Training an Extractive Summarization Model


Once the dataset has been converted to the extractive task, it can be used as input to a data.SentencesProcessor, which has a add_examples() function to add sets of (example, labels) and a get_features() function that processes the data and prepares it to be inputted into the model (input_ids, attention_masks, labels, token_type_ids, sent_rep_token_ids, sent_rep_token_ids_masks). Feature extraction runs in parallel and tokenizes text using the tokenizer appropriate for the model specified with --model_name_or_path. The tokenizer can be changed to another huggingface/transformers tokenizer with the --tokenizer_name option.


When loading a pre-trained model you may encounter this common error:

RuntimeError: Error(s) in loading state_dict for ExtractiveSummarizer:
Missing key(s) in state_dict: "word_embedding_model.embeddings.position_ids".

To solve this issue, set strict=False like so: model = ExtractiveSummarizer.load_from_checkpoint("distilroberta-base-ext-sum.ckpt", strict=False). If you are using the script, then you can alternatively sepcify the --no_strict option.

For the CNN/DM dataset, to train a model for 50,000 steps on the data run:

python --data_path ./datasets/cnn_dailymail_processor/cnn_dm --weights_save_path ./trained_models --do_train --max_steps 50000
  • The --do_train argument runs the training process. Set –do_test to test after training.

  • The --data_path argument specifies where the extractive dataset json file are located.

  • The –weights_save_path argument specifies where the model weights should be stored.

If you prefer to measure training progress by epochs instead of steps, you can use the --max_epochs and --min_epochs options.

The batch size can be changed with the --batch_size option. This changes the batch size for training, validation, and testing. You can set the --auto_scale_batch_size option to automatically determine this value. See “Auto scaling of batch size” from the pytorch_lightning documentation for more information about the algorithm and available options.

If the extractive dataset json files are compressed using gzip, then they will be automatically decompressed during the data preprocessing step of training.

By default, the model weights are saved after every epoch to the --default_root_dir. The logs are also saved to this folder. You can change the weight save path (separate folder for logs and weights) with the --weights_save_path option.

The length of output summaries during testing is 3 by default. You can change this by setting the --test_k option to the number of sentences desired in generated summaries. This assumes --test_id_method is set to top_k, which is the default. top_k selects the top k sentences and the other option, greater_k, selects those sentences with a rank above k. k is specified by the --test_k argument.

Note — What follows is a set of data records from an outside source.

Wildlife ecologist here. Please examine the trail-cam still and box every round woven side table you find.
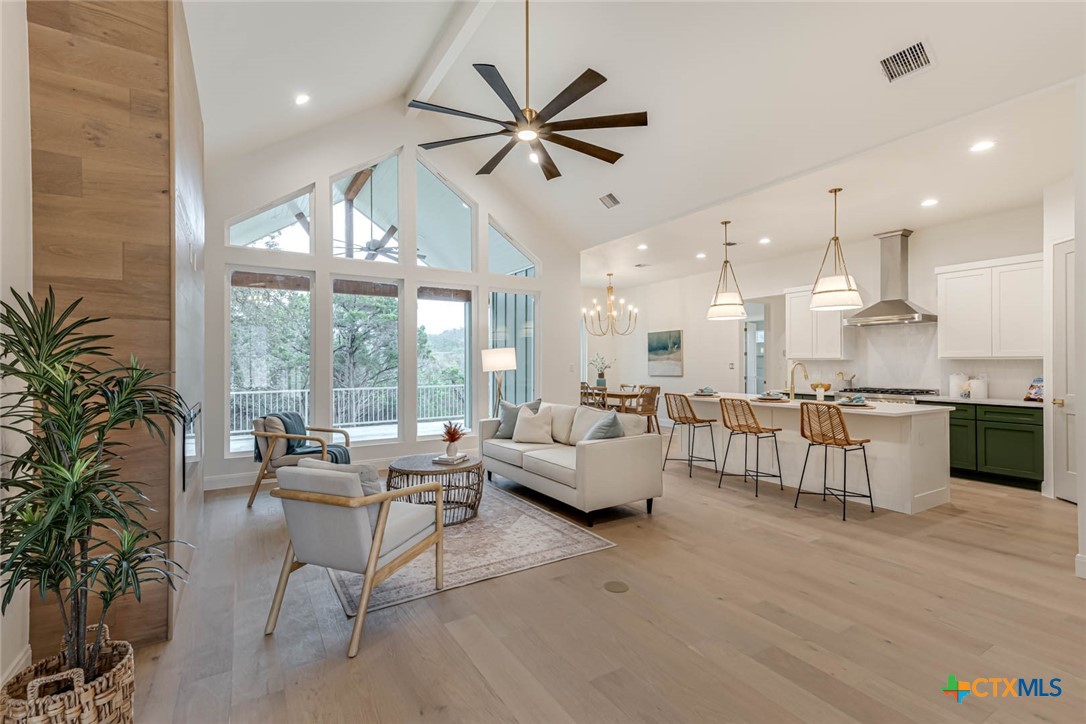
[388,455,482,525]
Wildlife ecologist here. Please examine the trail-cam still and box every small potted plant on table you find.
[0,290,185,724]
[589,355,615,388]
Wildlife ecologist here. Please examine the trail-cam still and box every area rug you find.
[328,483,615,617]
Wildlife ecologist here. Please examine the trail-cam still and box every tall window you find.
[417,162,471,271]
[228,186,313,254]
[490,292,535,408]
[229,271,312,453]
[418,287,471,436]
[487,224,535,277]
[332,279,400,440]
[332,156,400,264]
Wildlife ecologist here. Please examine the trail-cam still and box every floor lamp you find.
[482,347,517,417]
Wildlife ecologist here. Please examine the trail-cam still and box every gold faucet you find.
[788,363,810,402]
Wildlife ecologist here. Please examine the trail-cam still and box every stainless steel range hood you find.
[845,229,938,327]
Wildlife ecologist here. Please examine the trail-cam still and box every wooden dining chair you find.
[661,392,717,478]
[793,402,875,520]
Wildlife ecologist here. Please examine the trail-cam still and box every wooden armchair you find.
[264,467,444,659]
[245,417,351,508]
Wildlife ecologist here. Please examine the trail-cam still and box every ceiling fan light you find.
[810,275,863,312]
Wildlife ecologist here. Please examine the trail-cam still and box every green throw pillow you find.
[494,397,543,440]
[583,410,626,440]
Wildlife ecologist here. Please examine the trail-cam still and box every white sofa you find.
[479,403,664,525]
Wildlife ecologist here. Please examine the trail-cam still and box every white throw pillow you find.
[298,458,384,495]
[543,403,577,445]
[513,407,554,443]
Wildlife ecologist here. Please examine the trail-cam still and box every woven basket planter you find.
[0,630,136,724]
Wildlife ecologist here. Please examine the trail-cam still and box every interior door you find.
[1045,239,1078,503]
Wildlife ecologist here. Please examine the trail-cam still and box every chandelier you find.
[581,274,637,336]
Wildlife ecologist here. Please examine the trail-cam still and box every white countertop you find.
[918,395,1045,409]
[686,393,950,417]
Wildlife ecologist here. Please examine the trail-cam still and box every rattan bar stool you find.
[660,392,717,478]
[793,403,875,520]
[717,397,784,497]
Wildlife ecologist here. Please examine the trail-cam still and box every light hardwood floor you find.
[136,463,1086,724]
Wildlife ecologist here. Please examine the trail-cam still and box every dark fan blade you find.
[531,138,561,181]
[407,101,516,130]
[544,134,622,164]
[540,111,648,132]
[535,68,607,124]
[476,138,517,176]
[472,63,528,125]
[377,224,396,249]
[419,130,513,151]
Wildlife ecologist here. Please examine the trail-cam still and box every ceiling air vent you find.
[879,42,932,82]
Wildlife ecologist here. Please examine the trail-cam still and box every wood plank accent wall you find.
[27,0,174,659]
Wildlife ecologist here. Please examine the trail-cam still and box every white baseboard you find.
[0,644,30,686]
[204,448,479,492]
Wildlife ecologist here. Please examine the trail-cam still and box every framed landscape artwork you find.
[648,329,682,377]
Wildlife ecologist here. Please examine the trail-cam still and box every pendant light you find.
[810,189,863,312]
[705,221,746,321]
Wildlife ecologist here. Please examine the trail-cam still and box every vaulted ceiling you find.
[186,0,1086,255]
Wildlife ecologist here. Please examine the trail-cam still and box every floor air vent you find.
[879,42,932,82]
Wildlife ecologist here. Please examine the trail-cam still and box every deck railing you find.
[230,384,467,434]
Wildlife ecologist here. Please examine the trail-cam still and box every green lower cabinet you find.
[977,420,1045,481]
[950,417,976,470]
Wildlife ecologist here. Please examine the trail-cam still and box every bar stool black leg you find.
[660,422,679,470]
[826,447,848,520]
[792,443,815,508]
[773,432,784,491]
[860,447,875,512]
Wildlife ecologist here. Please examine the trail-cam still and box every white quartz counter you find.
[919,395,1045,409]
[686,393,951,417]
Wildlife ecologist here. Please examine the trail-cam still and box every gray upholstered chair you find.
[245,416,351,508]
[264,467,444,658]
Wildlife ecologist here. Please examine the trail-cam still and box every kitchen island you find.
[682,393,952,515]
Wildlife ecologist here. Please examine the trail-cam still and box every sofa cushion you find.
[569,407,646,445]
[522,445,577,487]
[584,411,626,440]
[482,440,556,468]
[540,403,577,445]
[494,398,543,440]
[513,408,554,443]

More example training commands can be found on the TransformerSum Weights & Biases page. Just click the name of a training run, go to the overview page by clicking the “i” icon in the top left, and look at the command value.

Pooling Modes

The pooling model determines how word vectors should be converted to sentence embeddings. The implementation can be found in The --pooling_mode argument can be set to either sent_rep_tokens or mean_tokens. While the pooling nn.Module allows multiple methods to be used at once (it will concatenate and return the results), the training script does not.

  • sent_rep_tokens: Uses the sentence representation token (commonly called the classification token; [CLS] in BERT and <s> in RoBERTa) vectors as sentence embeddings.

  • mean_tokens: Uses the average of the token vectors for each sentence in the input as sentence embeddings.

  • max_tokens: Uses the maximum of the token vectors for each sentence in the input as sentence embeddings.

Custom Models

You can use any autoencoding transformer model for the word embedding model (by setting the --model_name_or_path CLI argument) as long as it was saved in the huggingface/transformers format. Any model that is loaded with this option by specifying a path is considered “custom” in this project. Currently, there are no “custom” models that are “officially” supported. The longformer used to be a custom model, but it was since added to the huggingface/transformers repository, and thus can be used in this project just like any other model.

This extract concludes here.